Les complications sont essentiellement pulmonaires : 10 à 35% de pneumopathies (infections pulmonaires) et 4% de syndromes de détresse respiratoire aiguë. Elles sont responsables de 50% des décès postopératoires.

 

Les autres complications sont :

  • Fistules anastomotiques (5 à 10%) : la couture entre le l’œsophage et l’estomac cicatrise mal, et il se crée une sortie de liquide digestif (fuite) qui passe par la couture dans le thorax entrainant une infection (médiastinite).
  • Chylothorax (épanchement de lymphe dans le thorax), qui est plus rare (1 à 2%).
  • Paralysie des cordes vocales survient dans 4% des cas lorsque le chirurgien est contraint d’ouvrir le cou en plus du thorax (abord cervical).
  • Cardiaques (troubles du rythme), rarement létales, sont plus fréquentes en cas d’antécédent cardio-vasculaire.

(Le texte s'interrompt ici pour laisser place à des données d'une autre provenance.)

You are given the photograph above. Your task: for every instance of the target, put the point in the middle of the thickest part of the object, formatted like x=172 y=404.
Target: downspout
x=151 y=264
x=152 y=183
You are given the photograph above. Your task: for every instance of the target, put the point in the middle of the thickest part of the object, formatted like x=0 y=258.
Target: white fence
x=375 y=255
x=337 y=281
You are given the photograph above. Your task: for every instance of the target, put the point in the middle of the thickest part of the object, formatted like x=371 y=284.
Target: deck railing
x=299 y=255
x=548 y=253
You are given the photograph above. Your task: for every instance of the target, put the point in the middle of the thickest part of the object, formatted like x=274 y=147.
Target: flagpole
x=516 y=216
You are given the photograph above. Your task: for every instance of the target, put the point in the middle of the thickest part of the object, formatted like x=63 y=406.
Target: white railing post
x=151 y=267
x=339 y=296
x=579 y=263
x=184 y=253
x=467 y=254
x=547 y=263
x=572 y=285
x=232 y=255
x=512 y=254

Pour les patients présentant une contre-indication opératoire une radio chimiothérapie exclusive est proposée au patient.

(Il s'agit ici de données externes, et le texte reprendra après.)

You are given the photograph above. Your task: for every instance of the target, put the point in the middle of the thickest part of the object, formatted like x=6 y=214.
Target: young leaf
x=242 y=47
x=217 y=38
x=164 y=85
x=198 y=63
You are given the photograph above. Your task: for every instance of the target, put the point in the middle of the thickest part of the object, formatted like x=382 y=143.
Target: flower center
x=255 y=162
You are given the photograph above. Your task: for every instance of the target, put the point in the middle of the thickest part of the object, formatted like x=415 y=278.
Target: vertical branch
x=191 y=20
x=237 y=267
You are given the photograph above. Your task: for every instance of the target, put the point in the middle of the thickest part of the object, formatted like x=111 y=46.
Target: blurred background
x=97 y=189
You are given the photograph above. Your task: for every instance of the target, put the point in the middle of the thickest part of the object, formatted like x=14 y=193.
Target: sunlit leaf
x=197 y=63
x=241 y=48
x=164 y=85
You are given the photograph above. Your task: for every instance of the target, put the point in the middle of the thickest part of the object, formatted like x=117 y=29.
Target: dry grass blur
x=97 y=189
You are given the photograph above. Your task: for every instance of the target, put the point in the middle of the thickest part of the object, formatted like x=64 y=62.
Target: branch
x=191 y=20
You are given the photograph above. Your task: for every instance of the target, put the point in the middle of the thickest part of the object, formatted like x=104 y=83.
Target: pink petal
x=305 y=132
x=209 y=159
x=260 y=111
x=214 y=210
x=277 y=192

Tumeur bénigne de l’œsophage (œsophage de Barrett ou EBO), le traitement chirurgical peut-il être évité ?

L’œsophage de Barrett ou endobrachyœsophage (EBO)  se développe sur le bas de l’œsophage.
Il s’agit d’une transformation de la partie superficielle de la muqueuse du bas de l’œsophage (épithélium malpighien) en muqueuse gastrique (épithélium glandulaire) : le reflux gastro-oesophagien entraîne une inflammation chronique du bas de l’œsophage.
Pour se protéger de l’acidité, la muqueuse de l’œsophage se transforme en muqueuse gastrique ; tout se passe comme si la muqueuse gastrique (surface gastrique) remontait le long de l’œsophage.
Cette transformation peut dégénérer vers la dysplasie, puis le cancer (adénocarcinome).
Il n’y a aucun signe clinique pouvant indiquer la présence d’un EBO.

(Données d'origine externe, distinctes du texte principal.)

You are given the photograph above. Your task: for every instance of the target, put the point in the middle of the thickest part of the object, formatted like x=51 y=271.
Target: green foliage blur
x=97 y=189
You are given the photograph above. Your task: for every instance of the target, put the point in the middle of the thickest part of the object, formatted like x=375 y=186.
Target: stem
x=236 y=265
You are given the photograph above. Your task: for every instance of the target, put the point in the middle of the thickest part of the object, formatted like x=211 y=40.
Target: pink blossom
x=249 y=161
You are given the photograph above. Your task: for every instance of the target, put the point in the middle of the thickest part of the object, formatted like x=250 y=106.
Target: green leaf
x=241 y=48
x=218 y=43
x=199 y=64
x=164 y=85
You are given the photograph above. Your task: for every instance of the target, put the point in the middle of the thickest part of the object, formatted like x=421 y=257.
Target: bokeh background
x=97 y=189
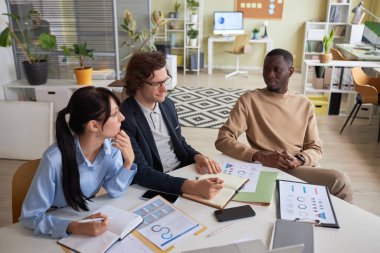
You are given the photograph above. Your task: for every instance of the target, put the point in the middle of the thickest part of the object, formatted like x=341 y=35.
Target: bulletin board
x=262 y=9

C’est pourquoi il est indispensable de diagnostiquer l’EBO, qui est une lésion précancéreuse de l’œsophage, pour ensuite le surveiller ou le traiter.
Les patients à risque sont les patients présentant un RGO depuis plus de 5 ans, les hommes de plus de 50 ans, blancs, en surcharge pondérale.
Dans ces cas, une gastroscopie de dépistage est recommandée
(recommandations Européennes ESGE).

Le traitement de l’EBO ou œsophage de Barett, est indiqué lorsqu’il existe de la dysplasie.
Le traitement de référence est maintenant le traitement endoscopique qui consiste à retirer l’EBO par dissection sous muqueuse (ou mucosectomie) lors d’une gastroscopie.
Un autre traitement endoscopique visant à détruire l’EBO par radiofréquence peut être également utilisé dans certain cas.
Le traitement chirurgical n’est plus recommandé.

En traitant l’EBO, on diminue le risque de survenue d’un adénocarcinome de l’œsophage. 

Ces informations sont uniquement destinées à fournir des orientations générales.
Elle n’est pas exhaustive et ne fournit pas de conseils médicaux définitifs.